West Virginians’ reaction to the media’s willful ignorance of West Virginia’s continual abuse by the government and extractive industries is unsurprising. West Virginians are well-aware of outsiders’ perceptions of them, an issue documented and studied by Appalachian scholars for decades (Batteau; Billings and Blee; Drake; Eller; Fisher; Whisnant). Historically, Appalachia has been used as a symbol for rest of the nation, treated as the “embodiment of anti-civilization” (Batteau 196). This designation evokes one of two formulations of Appalachian identity: the romanticized mountaineer or the demonized hillbilly. The first version of the Appalachian – the racially pure, innocent, industrious, proud, independent, rugged, and fearless mountaineer – is a paragon of America that deserves to be lauded and emulated by the rest of the country. The second version – the genetically degenerate, ignorant, lazy, violent, unclean, feckless, and destructive hillbilly – is a blight on society that deserves to be held into contempt until remedied through government intercessions (Batteau 17). The former depiction was one that flourished in some of the first writings about Appalachians, but in the late twentieth and twenty-first century has been replaced to a great extent by the latter derogatory depiction of the hillbilly. During the United States’ current economic crisis that started with the 2007-2009 Great Recession and continues today in the Lesser Depression, Appalachia continually plays the convenient role of the epitome of everything that went wrong with this country. And in a crisis like the recent one in West Virginia, Appalachians become easy victims to blame.

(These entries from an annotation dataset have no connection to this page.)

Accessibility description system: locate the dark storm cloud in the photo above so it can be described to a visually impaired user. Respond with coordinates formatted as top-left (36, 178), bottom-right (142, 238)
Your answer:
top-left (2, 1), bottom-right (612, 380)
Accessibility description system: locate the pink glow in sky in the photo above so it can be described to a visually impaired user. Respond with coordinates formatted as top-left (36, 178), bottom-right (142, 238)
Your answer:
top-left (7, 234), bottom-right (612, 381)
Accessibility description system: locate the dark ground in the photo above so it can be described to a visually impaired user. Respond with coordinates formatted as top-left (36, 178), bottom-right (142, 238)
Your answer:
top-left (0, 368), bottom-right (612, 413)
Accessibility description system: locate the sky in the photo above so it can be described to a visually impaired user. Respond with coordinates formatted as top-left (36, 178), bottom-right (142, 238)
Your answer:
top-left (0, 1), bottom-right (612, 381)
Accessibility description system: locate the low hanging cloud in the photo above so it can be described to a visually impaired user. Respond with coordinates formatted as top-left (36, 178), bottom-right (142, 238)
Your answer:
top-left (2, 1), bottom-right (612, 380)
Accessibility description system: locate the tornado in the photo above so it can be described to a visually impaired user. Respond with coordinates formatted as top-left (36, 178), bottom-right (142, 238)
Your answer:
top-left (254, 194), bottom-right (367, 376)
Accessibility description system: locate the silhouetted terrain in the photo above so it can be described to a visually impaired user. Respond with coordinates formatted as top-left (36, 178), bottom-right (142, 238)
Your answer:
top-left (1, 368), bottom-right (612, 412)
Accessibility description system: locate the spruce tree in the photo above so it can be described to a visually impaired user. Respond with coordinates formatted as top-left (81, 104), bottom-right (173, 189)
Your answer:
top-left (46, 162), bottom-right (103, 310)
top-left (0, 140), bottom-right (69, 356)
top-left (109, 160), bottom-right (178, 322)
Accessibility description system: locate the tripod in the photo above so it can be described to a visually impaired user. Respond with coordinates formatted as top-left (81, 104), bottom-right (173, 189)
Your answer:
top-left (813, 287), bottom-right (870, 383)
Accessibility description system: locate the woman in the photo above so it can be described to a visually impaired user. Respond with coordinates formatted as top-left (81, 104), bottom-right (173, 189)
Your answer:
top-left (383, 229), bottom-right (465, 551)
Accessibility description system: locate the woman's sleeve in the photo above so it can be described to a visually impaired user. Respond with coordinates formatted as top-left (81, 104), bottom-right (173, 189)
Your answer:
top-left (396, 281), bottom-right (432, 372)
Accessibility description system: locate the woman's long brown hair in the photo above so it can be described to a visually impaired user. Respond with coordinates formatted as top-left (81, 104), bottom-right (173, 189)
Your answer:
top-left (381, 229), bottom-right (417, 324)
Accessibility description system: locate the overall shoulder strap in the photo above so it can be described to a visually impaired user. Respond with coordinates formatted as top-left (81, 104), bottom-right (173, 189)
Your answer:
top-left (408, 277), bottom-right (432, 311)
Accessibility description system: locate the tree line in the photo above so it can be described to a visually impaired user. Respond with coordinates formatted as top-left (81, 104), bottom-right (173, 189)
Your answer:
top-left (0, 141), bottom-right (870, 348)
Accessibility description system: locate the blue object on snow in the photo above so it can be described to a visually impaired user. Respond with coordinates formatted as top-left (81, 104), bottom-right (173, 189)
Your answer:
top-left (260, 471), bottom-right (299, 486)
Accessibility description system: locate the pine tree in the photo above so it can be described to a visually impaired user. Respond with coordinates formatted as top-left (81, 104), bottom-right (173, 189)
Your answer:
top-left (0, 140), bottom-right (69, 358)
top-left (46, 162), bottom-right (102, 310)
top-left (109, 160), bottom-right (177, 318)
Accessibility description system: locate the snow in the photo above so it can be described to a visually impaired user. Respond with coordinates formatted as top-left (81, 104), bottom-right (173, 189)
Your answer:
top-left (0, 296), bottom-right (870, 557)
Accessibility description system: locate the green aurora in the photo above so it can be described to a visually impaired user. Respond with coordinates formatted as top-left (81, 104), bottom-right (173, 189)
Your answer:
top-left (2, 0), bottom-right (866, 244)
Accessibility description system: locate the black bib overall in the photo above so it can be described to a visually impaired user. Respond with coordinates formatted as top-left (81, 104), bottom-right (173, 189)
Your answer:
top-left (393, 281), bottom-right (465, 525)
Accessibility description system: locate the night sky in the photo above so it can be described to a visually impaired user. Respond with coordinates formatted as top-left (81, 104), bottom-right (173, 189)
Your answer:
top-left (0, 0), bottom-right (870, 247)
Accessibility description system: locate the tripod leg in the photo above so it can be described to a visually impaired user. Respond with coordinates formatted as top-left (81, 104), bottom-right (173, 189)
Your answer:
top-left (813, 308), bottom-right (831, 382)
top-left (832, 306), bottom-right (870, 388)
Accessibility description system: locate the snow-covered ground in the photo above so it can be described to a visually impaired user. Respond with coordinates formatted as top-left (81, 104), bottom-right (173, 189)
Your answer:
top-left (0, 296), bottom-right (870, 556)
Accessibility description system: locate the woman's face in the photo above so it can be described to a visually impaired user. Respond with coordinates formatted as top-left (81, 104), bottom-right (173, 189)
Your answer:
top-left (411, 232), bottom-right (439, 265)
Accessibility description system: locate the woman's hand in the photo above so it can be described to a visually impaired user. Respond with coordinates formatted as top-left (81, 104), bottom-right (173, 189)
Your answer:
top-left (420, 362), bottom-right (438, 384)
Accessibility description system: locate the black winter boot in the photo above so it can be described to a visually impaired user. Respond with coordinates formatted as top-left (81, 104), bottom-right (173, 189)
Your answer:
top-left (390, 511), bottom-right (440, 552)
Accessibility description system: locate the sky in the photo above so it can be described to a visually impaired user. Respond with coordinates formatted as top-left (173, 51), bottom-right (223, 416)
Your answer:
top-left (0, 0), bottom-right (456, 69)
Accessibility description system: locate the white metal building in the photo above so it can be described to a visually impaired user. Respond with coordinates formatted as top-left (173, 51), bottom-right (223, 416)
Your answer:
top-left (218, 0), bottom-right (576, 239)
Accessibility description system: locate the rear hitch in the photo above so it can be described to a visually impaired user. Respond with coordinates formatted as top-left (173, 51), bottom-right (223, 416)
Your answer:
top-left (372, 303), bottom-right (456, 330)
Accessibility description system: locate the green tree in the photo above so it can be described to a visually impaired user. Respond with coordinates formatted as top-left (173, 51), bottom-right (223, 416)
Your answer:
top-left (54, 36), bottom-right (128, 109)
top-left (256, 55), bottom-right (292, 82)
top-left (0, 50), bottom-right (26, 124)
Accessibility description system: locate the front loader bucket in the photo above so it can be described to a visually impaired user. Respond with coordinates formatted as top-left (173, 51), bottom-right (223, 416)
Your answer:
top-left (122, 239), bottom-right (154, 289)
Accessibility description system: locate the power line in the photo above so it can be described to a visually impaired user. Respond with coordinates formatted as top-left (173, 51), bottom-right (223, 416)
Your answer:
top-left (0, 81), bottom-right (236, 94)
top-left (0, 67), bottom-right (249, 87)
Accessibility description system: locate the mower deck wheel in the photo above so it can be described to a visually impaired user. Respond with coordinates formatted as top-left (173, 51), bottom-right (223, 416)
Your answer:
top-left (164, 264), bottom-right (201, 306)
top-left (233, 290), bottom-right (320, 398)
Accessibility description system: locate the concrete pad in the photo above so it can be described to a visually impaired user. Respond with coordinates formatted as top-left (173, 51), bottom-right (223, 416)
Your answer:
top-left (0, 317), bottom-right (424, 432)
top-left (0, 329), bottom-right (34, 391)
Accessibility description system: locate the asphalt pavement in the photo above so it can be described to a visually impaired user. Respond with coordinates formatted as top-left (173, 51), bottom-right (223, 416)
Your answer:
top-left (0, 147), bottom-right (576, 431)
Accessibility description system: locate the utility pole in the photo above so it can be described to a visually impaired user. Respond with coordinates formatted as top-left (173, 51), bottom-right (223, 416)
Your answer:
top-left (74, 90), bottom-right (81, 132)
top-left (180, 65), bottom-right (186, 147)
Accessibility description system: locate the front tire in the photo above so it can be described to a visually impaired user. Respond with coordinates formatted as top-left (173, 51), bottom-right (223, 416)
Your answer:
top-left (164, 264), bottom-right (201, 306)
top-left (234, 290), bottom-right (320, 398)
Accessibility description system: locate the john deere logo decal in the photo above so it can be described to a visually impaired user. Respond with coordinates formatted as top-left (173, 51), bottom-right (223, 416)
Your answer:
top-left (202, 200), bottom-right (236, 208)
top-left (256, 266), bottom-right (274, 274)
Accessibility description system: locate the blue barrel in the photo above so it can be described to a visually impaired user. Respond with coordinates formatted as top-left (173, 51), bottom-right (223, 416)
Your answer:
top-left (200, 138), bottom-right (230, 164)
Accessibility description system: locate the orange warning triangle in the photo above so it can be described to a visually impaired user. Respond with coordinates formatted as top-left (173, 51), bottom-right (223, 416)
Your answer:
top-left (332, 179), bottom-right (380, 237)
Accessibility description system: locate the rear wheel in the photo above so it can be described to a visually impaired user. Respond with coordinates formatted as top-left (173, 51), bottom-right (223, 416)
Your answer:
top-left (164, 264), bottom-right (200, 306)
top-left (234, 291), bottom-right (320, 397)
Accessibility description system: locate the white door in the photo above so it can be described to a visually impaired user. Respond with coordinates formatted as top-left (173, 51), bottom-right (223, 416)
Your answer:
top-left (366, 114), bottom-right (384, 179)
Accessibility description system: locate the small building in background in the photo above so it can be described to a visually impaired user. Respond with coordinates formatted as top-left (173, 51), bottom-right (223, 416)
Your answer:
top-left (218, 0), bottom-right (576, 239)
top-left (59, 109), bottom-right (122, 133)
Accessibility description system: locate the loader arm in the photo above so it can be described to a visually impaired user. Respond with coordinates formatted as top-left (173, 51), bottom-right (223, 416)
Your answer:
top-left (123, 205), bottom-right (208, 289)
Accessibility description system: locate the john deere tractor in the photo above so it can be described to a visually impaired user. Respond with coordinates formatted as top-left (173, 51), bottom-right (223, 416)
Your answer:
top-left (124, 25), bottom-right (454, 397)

It is much easier to use the “problem region” of Appalachia as a scapegoat for the rest of the country when the national economy takes a downturn and blame the region for its willing participation in an extractive economy when an environmental disaster leaves the ecosystem and the health and well-being of its people in shambles, despite the fact that chemical spills and air pollution occur daily all across the United States. Kenneth Burke explains that the scapegoat mechanism is not intended to resolve any material problems, but instead acts as “vicious atonement” for the sins of those who criticize the scapegoat (Grammar, 406). Thus Appalachia draws so much national interest and criticism for its deficits during economic recessions and large-scale industrial disasters, but very rarely does it draw national attention to the systemic roots of its problems because that would require real change and the admission of responsibility. I argue that by demanding a more critical and contextualized public understanding of the Appalachian region, its history, and conceptions of its regional identity, we can advocate for a better Appalachia without the many unintended negative repercussions that often accompany advocacy and activist work in the region.